As the name suggests, a rainforest is sustained by very humid conditions. But the forest itself also plays a crucial role in the local climate. When the forest is saturated by heavy rainfall, much of the moisture is released back into the atmosphere through evaporation. In addition, transpiration of moisture from plant leaves transfers water from the soil into the atmosphere. These two processes together are called “evapotranspiration”. This keeps the atmosphere moist, but also contributes to convection — a strong upward movement of air — that ultimately leads to clouds and more precipitation. Research published in the 1970s shows that the Amazon rainforest produces about half of its own precipitation.
Why is the Amazon rainforest a tipping point?
As we saw above, the Amazon rainforest is a self reinforcing system. Reducing the amount of rainfall or the amount of forest can shift the local climate into a drier state that cannot support a rainforest. There are three potential causes of how this could happen:
- Deforestation: Fewer trees means less evapotranspiration and less moisture entering the atmosphere.
- Reduced transpiration in response to higher CO2 levels: The microscopic pores of plant leaves open less wide at higher CO2 concentrations in the atmosphere. The plants therefore lose less water, and less transpiration means less water going back into the atmosphere.
- Decline in precipitation due to warming climate: Model projections suggest that this would be a result of “specific patterns of sea surface temperature (SST) change in the tropical Atlantic and Pacific oceans,” but there is wide variation among models in how severe this impact on the Amazon rainforest would be. (Source)
Where is the tipping point of the Amazon rainforest?
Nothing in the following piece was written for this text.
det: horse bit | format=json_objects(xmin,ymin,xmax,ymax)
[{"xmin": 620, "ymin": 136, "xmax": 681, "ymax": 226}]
In absence of other contributing factors such as deforestation, climate models predict that the tipping point is around 3–4 °C warming above pre-industrial levels. But we can’t ignore deforestation. Without global warming, at ~ 40% deforestation about 60–70% of the Amazon rainforest would turn into a dry savannah. When climate change and the widespread use of fire are taken into account, the tipping point of deforestation in the eastern, southern, and central Amazon approaches 20–25%(Source). Currently, we have already cleared 17% of the Amazon rainforest.
What would happen if we crossed the tipping point?
Beyond the tipping point, large-scale forest dieback would occur and the rainforest would turn into a savannah — a drier ecosystem dominated by open grasslands with few trees, resulting in a massive loss of biodiversity. The reduced evaporation and convection would alter atmospheric circulation globally, affecting weather patterns around the world. Increased release of CO2 through forest fires and tree death would accelerate global warming even more. Additionally, with the forest gone, we would also have lost an important carbon sink. This acceleration of global warming could also trigger other tipping points.